Elle ne m’arrêtera pas.
Elle veut que je continue.
Et pourtant, elle ne l’admettra jamais.
Je glisse mes doigts le long de sa mâchoire, puis plus bas, sur la ligne fine de sa gorge. Elle déglutit, ses cils frémissent.
— Tu ressens ça, Eden ?
Un frisson remonte le long de son corps.
— Non.
Le mensonge est presque convaincant.
Un rire silencieux secoue ma poitrine.
— Tu mens très mal.
Elle me fusille du regard, mais elle ne me repousse toujours pas.
— Et toi, tu joues avec le feu.
— Je ne fais que l’attiser.
Je serre légèrement mes doigts autour de sa gorge, pas assez pour lui faire mal, juste assez pour lui rappeler qui détient le contrôle.
Son corps réagit malgré elle.
Elle ferme les yeux, crispant les lèvres.
Quand elle les rouvre, ils brillent d’un mélange de défi et de confusion.
— Lâche-moi.
— Dis-moi pourquoi.
— Parce que je le veux.
— Encore un mensonge.
Je relâche la pression, laissant juste ma main posée sur sa peau.
— Si tu voulais que je m’arrête, tu m’aurais frappé.
Elle se fige.
Elle le sait.
Je le sais.
Et c’est ce qui la détruit le plus.
Elle ne veut pas fuir.
Elle veut continuer.
Elle veut sombrer.
Mais elle ne peut pas l’admettre.
Pas encore.
Je penche la tête, mon souffle caressant la courbe de son oreille.
— Tu vois, Eden… Ce n’est pas moi qui te retiens.
— C’est toi.
Elle frissonne, et cette fois, elle ne peut pas le cacher.
La lutte est terminée.
Elle ne le sait juste pas encore.
Eden
Je hais cet instant.
Ce silence tendu entre nous, ces frissons incontrôlables qui parcourent mon corps alors que la main d’Aleksandr repose encore contre ma gorge. Il ne serre pas. Il ne force rien. Il attend.
Comme toujours.
Il attend que je cède.
Que je me consume sous mon propre désir.
Que je réalise que c’est moi, et moi seule, qui m’attache aux chaînes qu’il me tend.
Je le fixe, le souffle court, incapable de bouger.
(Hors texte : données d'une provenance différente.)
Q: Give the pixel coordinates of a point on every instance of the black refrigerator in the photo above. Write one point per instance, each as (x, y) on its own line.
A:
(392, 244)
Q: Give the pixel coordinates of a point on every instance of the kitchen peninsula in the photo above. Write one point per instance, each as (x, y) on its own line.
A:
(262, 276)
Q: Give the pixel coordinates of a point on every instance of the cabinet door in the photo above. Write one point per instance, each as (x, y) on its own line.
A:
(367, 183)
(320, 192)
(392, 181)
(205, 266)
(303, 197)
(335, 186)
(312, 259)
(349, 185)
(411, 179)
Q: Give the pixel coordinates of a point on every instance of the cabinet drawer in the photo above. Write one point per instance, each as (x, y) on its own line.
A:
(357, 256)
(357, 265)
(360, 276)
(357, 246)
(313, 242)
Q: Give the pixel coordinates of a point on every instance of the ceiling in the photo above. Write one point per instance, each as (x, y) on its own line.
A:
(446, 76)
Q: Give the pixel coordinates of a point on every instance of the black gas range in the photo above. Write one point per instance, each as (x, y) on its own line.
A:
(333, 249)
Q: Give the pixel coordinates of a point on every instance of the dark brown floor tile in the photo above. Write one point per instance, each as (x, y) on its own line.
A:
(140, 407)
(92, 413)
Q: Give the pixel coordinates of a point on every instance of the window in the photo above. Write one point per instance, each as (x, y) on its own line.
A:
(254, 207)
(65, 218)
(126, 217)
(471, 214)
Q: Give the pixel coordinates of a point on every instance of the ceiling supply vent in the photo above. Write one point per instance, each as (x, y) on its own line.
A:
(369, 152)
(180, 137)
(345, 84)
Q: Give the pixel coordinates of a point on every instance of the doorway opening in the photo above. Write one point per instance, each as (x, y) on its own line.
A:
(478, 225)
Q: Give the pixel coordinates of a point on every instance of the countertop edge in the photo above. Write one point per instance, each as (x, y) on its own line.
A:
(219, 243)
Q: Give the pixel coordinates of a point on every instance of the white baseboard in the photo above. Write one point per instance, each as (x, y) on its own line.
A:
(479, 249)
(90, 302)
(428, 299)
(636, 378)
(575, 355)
Je devrais le repousser. Lui cracher au visage. L’insulter jusqu’à ce qu’il me relâche enfin.
Mais je ne le fais pas.
Aleksandr
Elle est superbe dans cet instant suspendu.
Son regard brûle de rage, mais son corps trahit un tout autre combat. Un combat qu’elle ne peut pas gagner.
Je le savais.
Je savais qu’elle était comme ça.
Elle veut dominer, contrôler, décider.
Mais au fond, elle meurt d’envie d’abandonner cette guerre ridicule contre elle-même.
Elle veut que quelqu’un d’autre prenne le contrôle.
Et ce quelqu’un, ce sera moi.
Je caresse lentement sa peau du bout du pouce, suivant la ligne de sa gorge.
Elle tressaille, mais ne détourne pas les yeux.
— Tu veux fuir ? je murmure.
Elle ne répond pas.
— Alors fuis.
Toujours rien.
Je souris.
— Mais tu ne le feras pas.
Un éclat de colère traverse son regard.
— Parce que tu en crèves d’envie.
Un rire sans joie secoue son corps.
— T’es tellement sûr de toi.
— Je te regarde. Je te vois.
Un silence pesant s’installe.
Puis, d’un mouvement brusque, elle attrape mon poignet et l’éloigne de son cou.
Je la laisse faire.
Mais je ne recule pas.
— Tu crois que tu peux jouer avec moi ? crache-t-elle.
— Ce n’est pas un jeu.
Elle rit, un rire amer, comme si elle voulait y croire.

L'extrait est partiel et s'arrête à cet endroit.